The adventures we've had! Admittedly most because the engine failed, or we set out too late on a trip that took longer than expected, or because we simply forgot to put petrol in. The locks we've worked by hand late at night, the weirs we've drifted perilously close to and the money we've spent! Trips to the regatta, hanging on to the boom in mid-river as fireworks exploded all around us, the water a mass of dazzling reflections. The rudder we somehow lost in a lock. I was bereft. I even contemplated sending down a diver, but someone was found who could make a replacement, even better than the original. Twice vandals loosed Cuthbert from his mooring, scattering cushions (we found them being looked after by a bemused swan) and leaving him drifting. He (or was it she? - I could never decide, as boats are always female) was even in a car accident, after his trailer bearing failed.

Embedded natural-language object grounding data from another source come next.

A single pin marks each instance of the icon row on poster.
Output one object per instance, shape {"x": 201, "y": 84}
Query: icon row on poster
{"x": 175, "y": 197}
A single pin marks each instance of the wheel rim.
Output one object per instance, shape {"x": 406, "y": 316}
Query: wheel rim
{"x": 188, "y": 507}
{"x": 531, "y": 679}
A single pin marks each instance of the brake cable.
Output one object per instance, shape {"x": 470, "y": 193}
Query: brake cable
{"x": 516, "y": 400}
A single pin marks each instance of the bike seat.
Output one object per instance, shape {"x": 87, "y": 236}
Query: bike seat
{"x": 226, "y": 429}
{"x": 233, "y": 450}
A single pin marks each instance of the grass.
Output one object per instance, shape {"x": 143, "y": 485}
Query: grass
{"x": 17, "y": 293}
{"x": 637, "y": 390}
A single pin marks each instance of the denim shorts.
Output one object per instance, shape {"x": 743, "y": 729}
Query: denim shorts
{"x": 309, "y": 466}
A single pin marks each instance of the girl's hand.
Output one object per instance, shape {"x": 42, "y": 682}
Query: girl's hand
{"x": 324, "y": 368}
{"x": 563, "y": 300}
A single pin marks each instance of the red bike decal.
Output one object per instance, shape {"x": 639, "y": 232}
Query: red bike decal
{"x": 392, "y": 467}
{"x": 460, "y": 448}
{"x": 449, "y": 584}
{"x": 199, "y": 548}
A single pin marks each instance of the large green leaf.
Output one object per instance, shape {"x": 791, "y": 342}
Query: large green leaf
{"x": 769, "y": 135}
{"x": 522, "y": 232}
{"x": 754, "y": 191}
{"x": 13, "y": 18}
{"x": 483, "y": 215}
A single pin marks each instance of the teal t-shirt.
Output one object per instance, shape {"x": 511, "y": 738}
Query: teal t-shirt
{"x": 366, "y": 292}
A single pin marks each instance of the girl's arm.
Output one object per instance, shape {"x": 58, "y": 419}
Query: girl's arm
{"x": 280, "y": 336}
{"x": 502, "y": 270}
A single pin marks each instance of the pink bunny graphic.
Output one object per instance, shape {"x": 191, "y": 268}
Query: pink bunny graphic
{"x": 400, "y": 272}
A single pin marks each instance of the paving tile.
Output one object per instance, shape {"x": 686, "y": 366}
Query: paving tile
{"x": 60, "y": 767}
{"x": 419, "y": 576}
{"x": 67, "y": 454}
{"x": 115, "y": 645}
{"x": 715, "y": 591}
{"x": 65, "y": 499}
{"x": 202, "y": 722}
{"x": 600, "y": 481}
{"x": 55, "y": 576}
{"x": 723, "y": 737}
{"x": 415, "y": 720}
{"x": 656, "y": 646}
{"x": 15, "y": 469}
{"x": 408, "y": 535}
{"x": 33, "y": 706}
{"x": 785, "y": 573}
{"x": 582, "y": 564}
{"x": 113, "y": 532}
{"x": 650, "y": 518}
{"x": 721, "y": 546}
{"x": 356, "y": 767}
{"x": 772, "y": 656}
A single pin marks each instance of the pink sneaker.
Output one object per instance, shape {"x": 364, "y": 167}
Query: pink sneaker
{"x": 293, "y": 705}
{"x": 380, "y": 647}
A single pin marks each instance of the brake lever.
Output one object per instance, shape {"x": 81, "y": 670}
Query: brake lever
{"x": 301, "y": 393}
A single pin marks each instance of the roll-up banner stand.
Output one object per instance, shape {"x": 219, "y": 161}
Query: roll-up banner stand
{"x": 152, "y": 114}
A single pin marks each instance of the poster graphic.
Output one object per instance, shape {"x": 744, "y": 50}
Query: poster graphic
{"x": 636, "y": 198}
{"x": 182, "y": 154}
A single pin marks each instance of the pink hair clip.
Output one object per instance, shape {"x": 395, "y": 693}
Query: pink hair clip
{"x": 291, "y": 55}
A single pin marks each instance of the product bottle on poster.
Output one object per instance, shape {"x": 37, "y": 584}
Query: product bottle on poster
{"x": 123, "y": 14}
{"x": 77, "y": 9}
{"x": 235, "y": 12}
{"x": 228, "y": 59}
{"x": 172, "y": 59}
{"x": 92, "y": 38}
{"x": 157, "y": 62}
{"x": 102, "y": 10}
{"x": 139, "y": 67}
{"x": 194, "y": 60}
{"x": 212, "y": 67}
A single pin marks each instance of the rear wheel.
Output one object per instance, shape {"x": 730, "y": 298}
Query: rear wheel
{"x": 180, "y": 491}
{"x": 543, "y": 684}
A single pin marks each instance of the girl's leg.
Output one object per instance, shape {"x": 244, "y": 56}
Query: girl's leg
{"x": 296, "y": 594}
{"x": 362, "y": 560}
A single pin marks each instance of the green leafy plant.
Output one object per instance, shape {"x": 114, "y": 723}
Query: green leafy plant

A complete professional re-build of the entire engine, extensive work on the hull, much re-painting and re-fettling inside and out. Family picnics and late-night trystings, an epic journey to the tidal Thames, and even a wedding, when the newly married couple travelled to their reception beneath a flower-bedecked bower. A Sun-trained photographer bawled 'over here darling!' as the bride boarded. Toffs on gin-palaces toasted them in champagne and swimming boys spontaneously roared their approval.
At least three relationships bloomed because of trips on Cuthbert. Two friends were introduced to each other and taken out for evening trips on Cuthbert several times before one of them shyly confessed 'we thought we might go out together - only without you, this time, I hope you don't mind!'.
But now, after all the excitement, the traumas and the adventures, we are finally selling.
On our last trip I caught sight of a sudden flash of brilliant blue. I watched as a kingfisher dipped and rose through the air just ahead of us, leading us back to the mooring and to four lives without one very special boat called Cuthbert.